Het olympische jaar 1984 had twee forse tegenvallers voor de atlete. Door een voetblessure moest zij bij de Nederlandse kampioenschappen de finale op de 100 m horden laten lopen en miste zij de limiet van 13,18, die het NOC had gesteld als eis voor deelname aan de Olympische Spelen in Los Angeles. Ze kwam niet verder dan 13,20, al was dat wel weer een Nederlands record.
Het jaar erna plukte Marjan de vruchten van haar harde, maar vergeefse olympische limietenjacht. Binnen 53 dagen verbeterde ze haar eigen nationale record viermaal: na 13,19 en 13,07 in mei volgde 13,03 in juni, waarna ze op 7 augustus in Zwolle eindigde op 13,01. Marjan was net zo verbaasd als iedereen: “Ik kan het gewoon niet verklaren. Vorig jaar heb ik echt hard getraind en toen kwam het er niet uit. Technisch gezien ben ik dit jaar niet zo gek veel vooruit gegaan. Ik ben wel veel sterker en sneller geworden. Bovendien is het uithoudingsvermogen voor de laatste drie horden vergroot”. Een tijd onder de 13 seconden leek nu zelfs haalbaar. Marjan was immers al enkele malen onder die grens gedoken, zij het met steeds te veel rugwind. Zijzelf achtte een tijd tussen de 12,7 en 12,8 een reëel doel. “Ik ben realistisch in mijn benadering. Misschien komt het door mijn wiskundige aanleg”.
Het jaar 1987 startte Marjan voortvarend. Op de NK indoor sloeg ze drie vliegen in één klap: een nationale titel op de 60 meter horden in de nationale recordtijd van 8,16 (vijf honderdste onder haar eigen oude record uit 1984) én een limiettijd voor de WK indoor. Dat ze nog sneller kon, bewees ze kort daarna tijdens der EK indoor in Liévin. Ze kwam er driemaal in actie en alle drie de keren bleef ze onder haar eigen record: via 8,10 in de serie werd het 8,03 in de halve finale en 8,09 in de finale, waarin ze laatste werd. Enkele weken later werd zij in Indianapolis op de eerste WK indoor ooit vijfde in de finale, al was haar tijd hier 8,12. Veel meer bleek er dat jaar echter niet in te zitten.

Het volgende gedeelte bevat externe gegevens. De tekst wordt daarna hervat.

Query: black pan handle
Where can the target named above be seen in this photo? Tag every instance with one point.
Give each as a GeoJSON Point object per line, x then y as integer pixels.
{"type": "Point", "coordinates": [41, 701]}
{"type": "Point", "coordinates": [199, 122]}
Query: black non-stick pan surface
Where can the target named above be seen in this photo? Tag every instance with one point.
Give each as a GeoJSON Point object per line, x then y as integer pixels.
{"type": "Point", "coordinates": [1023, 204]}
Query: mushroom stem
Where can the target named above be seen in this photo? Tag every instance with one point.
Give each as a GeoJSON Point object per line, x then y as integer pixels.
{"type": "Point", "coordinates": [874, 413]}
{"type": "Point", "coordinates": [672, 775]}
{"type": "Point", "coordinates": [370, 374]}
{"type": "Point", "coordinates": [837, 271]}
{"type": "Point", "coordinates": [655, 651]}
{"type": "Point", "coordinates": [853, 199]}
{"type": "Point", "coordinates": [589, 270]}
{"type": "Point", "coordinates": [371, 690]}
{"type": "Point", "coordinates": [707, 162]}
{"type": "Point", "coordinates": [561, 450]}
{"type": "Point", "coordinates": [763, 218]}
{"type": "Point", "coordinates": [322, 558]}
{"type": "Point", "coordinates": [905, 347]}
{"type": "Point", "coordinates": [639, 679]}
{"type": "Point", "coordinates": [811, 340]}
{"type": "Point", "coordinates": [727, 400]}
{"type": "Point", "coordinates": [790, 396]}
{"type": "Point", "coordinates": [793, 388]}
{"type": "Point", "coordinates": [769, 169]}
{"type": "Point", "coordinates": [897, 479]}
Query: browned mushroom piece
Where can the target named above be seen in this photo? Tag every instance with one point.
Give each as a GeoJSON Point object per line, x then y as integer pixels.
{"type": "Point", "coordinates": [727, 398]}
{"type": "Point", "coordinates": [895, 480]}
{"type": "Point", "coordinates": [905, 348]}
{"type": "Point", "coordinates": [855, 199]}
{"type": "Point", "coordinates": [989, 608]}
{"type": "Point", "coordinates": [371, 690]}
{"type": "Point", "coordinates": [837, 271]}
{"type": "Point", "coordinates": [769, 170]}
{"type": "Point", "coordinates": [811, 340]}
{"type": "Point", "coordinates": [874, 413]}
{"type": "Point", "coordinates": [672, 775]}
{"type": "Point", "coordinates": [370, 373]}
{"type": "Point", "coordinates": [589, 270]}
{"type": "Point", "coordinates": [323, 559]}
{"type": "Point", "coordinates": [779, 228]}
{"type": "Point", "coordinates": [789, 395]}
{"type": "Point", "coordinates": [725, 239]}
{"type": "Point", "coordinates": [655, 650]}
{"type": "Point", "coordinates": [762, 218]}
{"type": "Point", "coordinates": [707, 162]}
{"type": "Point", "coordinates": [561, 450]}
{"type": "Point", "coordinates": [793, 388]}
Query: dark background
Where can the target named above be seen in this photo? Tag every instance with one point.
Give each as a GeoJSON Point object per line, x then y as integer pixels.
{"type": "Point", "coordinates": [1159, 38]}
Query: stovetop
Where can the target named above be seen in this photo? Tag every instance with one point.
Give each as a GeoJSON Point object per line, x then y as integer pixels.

In het olympische jaar 1988 begint Marjan precies als het jaar ervoor: met het verbeteren van nationale indoorrecords. Op 13 februari komt ze opnieuw in Liévin op de 60 m horden tot 8,00, om vervolgens vier dagen later in Gent met 7,97 voor het eerst onder de magische acht-secondengrens te duiken. Vanzelfsprekend wordt ze ook weer Nederlands kampioene; in eigen land is Marjan inmiddels onverslaanbaar geworden. Het hoogtepunt van het indoorseizoen, tevens een hoogtepunt in haar carrière, moet echter nog komen. Op 5 maart 1988 wint ze op de EK indoor van 1988 in Boedapest op de 60 m horden een zilveren medaille. Haar tijd, 7.92, is wederom een Nederlands record. Marjan mag zich voortaan tot de Europese top rekenen.

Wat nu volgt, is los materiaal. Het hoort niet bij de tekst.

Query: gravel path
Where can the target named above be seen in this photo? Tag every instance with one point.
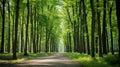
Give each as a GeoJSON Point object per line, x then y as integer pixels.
{"type": "Point", "coordinates": [56, 60]}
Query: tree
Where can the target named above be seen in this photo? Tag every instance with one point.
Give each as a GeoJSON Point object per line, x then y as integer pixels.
{"type": "Point", "coordinates": [27, 25]}
{"type": "Point", "coordinates": [99, 29]}
{"type": "Point", "coordinates": [3, 26]}
{"type": "Point", "coordinates": [16, 29]}
{"type": "Point", "coordinates": [104, 29]}
{"type": "Point", "coordinates": [93, 28]}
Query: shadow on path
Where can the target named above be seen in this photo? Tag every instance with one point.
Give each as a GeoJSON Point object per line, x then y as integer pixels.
{"type": "Point", "coordinates": [56, 60]}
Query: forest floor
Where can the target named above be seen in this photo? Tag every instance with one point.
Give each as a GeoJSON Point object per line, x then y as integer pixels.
{"type": "Point", "coordinates": [55, 60]}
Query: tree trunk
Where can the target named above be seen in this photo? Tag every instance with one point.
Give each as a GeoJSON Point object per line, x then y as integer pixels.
{"type": "Point", "coordinates": [99, 29]}
{"type": "Point", "coordinates": [3, 26]}
{"type": "Point", "coordinates": [16, 30]}
{"type": "Point", "coordinates": [104, 30]}
{"type": "Point", "coordinates": [9, 45]}
{"type": "Point", "coordinates": [26, 40]}
{"type": "Point", "coordinates": [111, 34]}
{"type": "Point", "coordinates": [118, 21]}
{"type": "Point", "coordinates": [86, 26]}
{"type": "Point", "coordinates": [92, 28]}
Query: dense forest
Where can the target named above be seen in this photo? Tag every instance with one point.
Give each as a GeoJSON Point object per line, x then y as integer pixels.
{"type": "Point", "coordinates": [84, 26]}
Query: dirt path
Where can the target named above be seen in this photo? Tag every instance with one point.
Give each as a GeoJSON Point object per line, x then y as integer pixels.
{"type": "Point", "coordinates": [56, 60]}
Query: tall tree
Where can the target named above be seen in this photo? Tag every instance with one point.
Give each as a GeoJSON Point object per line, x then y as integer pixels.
{"type": "Point", "coordinates": [118, 21]}
{"type": "Point", "coordinates": [3, 26]}
{"type": "Point", "coordinates": [86, 26]}
{"type": "Point", "coordinates": [99, 29]}
{"type": "Point", "coordinates": [9, 45]}
{"type": "Point", "coordinates": [111, 32]}
{"type": "Point", "coordinates": [26, 41]}
{"type": "Point", "coordinates": [92, 28]}
{"type": "Point", "coordinates": [16, 29]}
{"type": "Point", "coordinates": [104, 29]}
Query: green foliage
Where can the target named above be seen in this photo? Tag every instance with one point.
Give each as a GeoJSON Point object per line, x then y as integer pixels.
{"type": "Point", "coordinates": [88, 61]}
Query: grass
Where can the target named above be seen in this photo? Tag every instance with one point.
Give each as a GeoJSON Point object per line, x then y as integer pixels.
{"type": "Point", "coordinates": [8, 57]}
{"type": "Point", "coordinates": [87, 61]}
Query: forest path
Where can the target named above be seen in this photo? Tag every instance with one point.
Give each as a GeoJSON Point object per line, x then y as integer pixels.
{"type": "Point", "coordinates": [56, 60]}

Hoe belangrijk haar goede indoorprestaties zijn geweest, blijkt vervolgens tijdens het outdoorseizoen. Marjan wint enkele aansprekende internationale meetings en duikt al op 7 juni in Saint Denis voor het eerst onder de dertien-secondengrens in de Nederlandse recordtijd van 12,93. Niet alleen doorbreekt zij hiermee een tweede belangrijke psychologische barrière, ze kwalificeert zich ook in één klap voor de Olympische Spelen in Seoel.
De volgende maanden leverde Olyslager nog vele prima prestaties. Zo won zij op 14 augustus 1988, als een van de weinige Nederlandse atletes ooit, goud op de 100 m horden tijdens de Adriaan Paulen Memorial in alweer een Nederlandse recordtijd: 12,92. Bovendien kwalificeerde zij zich ook nog eens op de 4 x 100 meter estafette in 43,54 voor de Spelen. Uiteindelijk kwam ze op 19 augustus tot haar beste jaarprestatie, door tijdens de Memorial Van Damme in Brussel de 100 m horden te winnen in 12,83, haar derde recordverbetering van het seizoen. Ze bereikte er de vijftiende plaats op de wereldranglijst mee.
Op de Olympische Spelen dat jaar in Seoel kwam Marjan na winst in haar serie in 13,04 en een tweede plaats in haar kwartfinale in 13,02 niet verder dan een vijfde plaats in de halve finale met 13,08. Had ze de finale willen halen dan had ze, gezien de tijden van de concurrentie, haar Nederlandse record moeten verbeteren, zoals Marjan voorafgaand aan haar race terdege besefte. Het kwam er echter niet uit. “Ik raakte een horde, verloor snelheid en kon dat niet meer goedmaken”, verklaarde zij achteraf. Samen met Nelli Cooman, Gretha Tromp en Els Vader kwam ze vervolgens ook uit op de 4 x 100 m estafette, waarin het Nederlandse team eveneens in de halve finale sneuvelde, ondanks een snellere tijd (43,48) dan Frankrijk, dat in de andere halve finale vierde werd met 43,66.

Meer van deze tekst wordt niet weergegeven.